Last week at Ivey, Desjardins Bank along with local entrepreneur and Ivey Professor Dave Simpson ran a Financing for Entrepreneurs event, hosted by the HBA Entrepreneurship Club. The event highlighted financing tips for young entrepreneurs and addressed how to go about acquiring loans for startup businesses.
Representatives from Desjardins Bank were very helpful in offering the bank’s perspective on the financing issue. They drove home that it is essential for entrepreneurs to set up a bank account in order to track revenue-related activities, in order to establish a relationship early. Being able to prove a meticulous banking history, as well as establishing credibility with a major bank will only work in favor of the entrepreneur when the time comes to ask for a loan. Aside from a bank loan, there are many other financing options for new startup companies including: family/private financing, personal savings, a personal LOC/assets, government supported sources of funding, Canadian Youth Business Foundation (providing loans up to $15k), the Community Futures Development Corporation, and even the London Small Business Support Centre, or a small business centre in your area.
Although there are other sources of funding, attaining a bank loan seems to be a common source of capital for entrepreneurs at some stage – whether it be initially during start-up, or later during the growth phase. Dave Simpson suggested thinking from a banker’s perspective. Understand the pain that bankers go through in determining whether to lend to you. Although bankers do want to see a business plan, they know that it is not going to work out exactly as you laid it out; however, they do want to see your assumptions and be able to change them as your plan changes. All bankers really want to do is see if your business plan passes the smell test: does it seem like a solid business idea that can generate reasonable returns? Help bankers read through the plan by summarizing key company milestones, show what your challenges might be and how you’re tracking them to deal with them head on.
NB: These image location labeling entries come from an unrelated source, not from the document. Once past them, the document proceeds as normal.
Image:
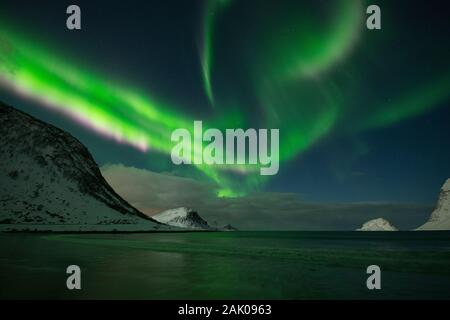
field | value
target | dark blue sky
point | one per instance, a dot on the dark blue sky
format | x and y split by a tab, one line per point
406	161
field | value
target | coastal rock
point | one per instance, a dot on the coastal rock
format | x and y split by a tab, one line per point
378	224
49	181
440	217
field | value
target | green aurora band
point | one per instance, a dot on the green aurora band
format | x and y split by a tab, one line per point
290	83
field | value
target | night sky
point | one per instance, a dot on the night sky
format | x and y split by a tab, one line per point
363	114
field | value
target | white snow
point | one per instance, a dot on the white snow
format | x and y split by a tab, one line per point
182	217
378	224
49	181
440	217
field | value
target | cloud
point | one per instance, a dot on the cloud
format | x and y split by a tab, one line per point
153	192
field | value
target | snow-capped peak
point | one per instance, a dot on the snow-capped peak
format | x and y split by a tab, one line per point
378	224
182	217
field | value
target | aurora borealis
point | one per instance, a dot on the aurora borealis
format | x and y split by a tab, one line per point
309	68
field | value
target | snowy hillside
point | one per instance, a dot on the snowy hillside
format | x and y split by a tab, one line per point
49	181
440	217
379	224
183	218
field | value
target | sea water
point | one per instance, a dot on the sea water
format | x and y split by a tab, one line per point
226	265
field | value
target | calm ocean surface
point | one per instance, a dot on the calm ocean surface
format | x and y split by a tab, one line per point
227	265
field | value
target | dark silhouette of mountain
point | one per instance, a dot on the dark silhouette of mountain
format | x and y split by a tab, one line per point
49	178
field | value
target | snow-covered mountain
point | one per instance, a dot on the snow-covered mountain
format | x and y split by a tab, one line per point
182	217
440	217
229	227
378	224
49	181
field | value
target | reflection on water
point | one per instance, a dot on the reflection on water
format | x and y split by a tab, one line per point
230	265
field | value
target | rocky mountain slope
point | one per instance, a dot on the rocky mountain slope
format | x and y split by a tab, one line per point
378	224
440	217
49	181
182	217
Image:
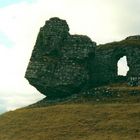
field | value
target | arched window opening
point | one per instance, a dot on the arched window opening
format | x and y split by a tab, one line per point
122	66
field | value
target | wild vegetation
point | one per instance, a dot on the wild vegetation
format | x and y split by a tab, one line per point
78	119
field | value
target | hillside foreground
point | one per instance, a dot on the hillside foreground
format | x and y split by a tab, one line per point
84	118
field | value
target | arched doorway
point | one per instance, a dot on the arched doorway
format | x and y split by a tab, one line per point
122	66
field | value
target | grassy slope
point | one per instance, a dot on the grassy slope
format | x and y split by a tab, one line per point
74	121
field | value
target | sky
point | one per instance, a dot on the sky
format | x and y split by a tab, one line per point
102	20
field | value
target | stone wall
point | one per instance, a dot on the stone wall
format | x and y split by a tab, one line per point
59	63
62	64
108	55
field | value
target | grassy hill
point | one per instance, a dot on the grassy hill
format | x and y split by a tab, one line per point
82	118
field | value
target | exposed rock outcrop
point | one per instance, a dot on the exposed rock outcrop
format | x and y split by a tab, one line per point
59	63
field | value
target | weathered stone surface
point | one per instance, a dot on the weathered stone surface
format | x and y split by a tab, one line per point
62	64
59	63
104	67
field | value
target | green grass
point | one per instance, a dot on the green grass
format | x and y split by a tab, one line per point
75	121
82	118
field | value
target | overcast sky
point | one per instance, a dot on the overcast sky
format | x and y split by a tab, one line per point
102	20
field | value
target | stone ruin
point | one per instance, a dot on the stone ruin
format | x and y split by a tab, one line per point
62	64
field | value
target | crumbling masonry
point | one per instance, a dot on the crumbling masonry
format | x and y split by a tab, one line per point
62	64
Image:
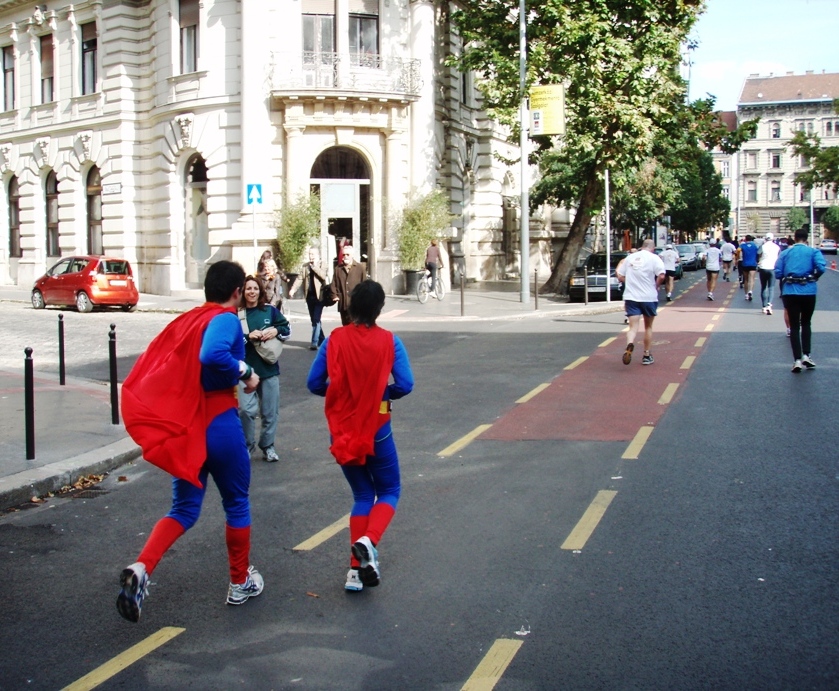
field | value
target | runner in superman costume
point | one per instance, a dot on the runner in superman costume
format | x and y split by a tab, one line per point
179	405
352	369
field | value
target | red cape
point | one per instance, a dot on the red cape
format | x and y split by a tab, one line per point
163	403
359	360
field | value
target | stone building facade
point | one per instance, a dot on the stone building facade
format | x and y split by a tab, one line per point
764	168
169	132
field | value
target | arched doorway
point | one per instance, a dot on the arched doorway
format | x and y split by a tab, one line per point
342	178
196	226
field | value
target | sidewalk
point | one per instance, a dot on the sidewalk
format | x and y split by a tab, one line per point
74	436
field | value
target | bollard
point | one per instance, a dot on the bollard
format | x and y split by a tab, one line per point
29	403
62	378
112	356
585	283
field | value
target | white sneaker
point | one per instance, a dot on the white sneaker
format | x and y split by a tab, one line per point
240	593
353	583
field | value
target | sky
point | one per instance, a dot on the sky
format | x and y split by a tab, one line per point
742	37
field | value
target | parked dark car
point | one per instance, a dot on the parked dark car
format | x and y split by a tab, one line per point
680	272
87	282
688	257
595	264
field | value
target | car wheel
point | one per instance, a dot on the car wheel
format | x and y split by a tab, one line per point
83	303
38	302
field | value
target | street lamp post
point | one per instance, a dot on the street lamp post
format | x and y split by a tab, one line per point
525	191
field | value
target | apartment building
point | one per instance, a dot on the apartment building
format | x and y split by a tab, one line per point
766	168
170	131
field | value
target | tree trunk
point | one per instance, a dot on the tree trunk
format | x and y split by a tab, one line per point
567	260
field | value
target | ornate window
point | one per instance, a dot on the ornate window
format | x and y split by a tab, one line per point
8	78
89	56
93	191
47	69
51	198
14	218
775	191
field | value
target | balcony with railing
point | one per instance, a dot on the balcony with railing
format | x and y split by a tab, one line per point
360	75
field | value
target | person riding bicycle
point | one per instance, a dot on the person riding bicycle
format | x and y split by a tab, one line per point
433	260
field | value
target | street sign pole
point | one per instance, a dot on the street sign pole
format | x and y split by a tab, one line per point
525	191
254	197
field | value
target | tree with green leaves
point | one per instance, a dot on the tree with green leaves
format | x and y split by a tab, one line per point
830	219
796	218
823	161
619	61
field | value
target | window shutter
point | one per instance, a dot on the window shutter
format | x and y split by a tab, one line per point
364	7
188	13
89	31
318	6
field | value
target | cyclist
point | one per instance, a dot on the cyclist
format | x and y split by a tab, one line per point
433	260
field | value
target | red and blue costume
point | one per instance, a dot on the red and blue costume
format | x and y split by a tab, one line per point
351	370
179	405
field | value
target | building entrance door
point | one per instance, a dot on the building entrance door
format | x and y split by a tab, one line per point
340	175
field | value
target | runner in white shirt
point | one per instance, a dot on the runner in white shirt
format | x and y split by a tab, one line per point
670	258
727	251
767	255
712	267
642	273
Although the business plan does come into account, it is not the only metric that bankers use to determine whether they will lend to you. Bankers are also looking at your personal track record, and proven credibility: What have you done? Who do you know that has done this before? Get involved in your local community to show bankers that you’re not a “flight risk” (you’re not going to take their money and run). Overall know what bankers are motivated by and realize that they HAVE to say yes to some people – this is how they make money! Know what they’re looking for, anticipate questions, and prove that you’re worthy of their money.
Special thanks to the Entrepreneurship Club for organizing a fantastic event.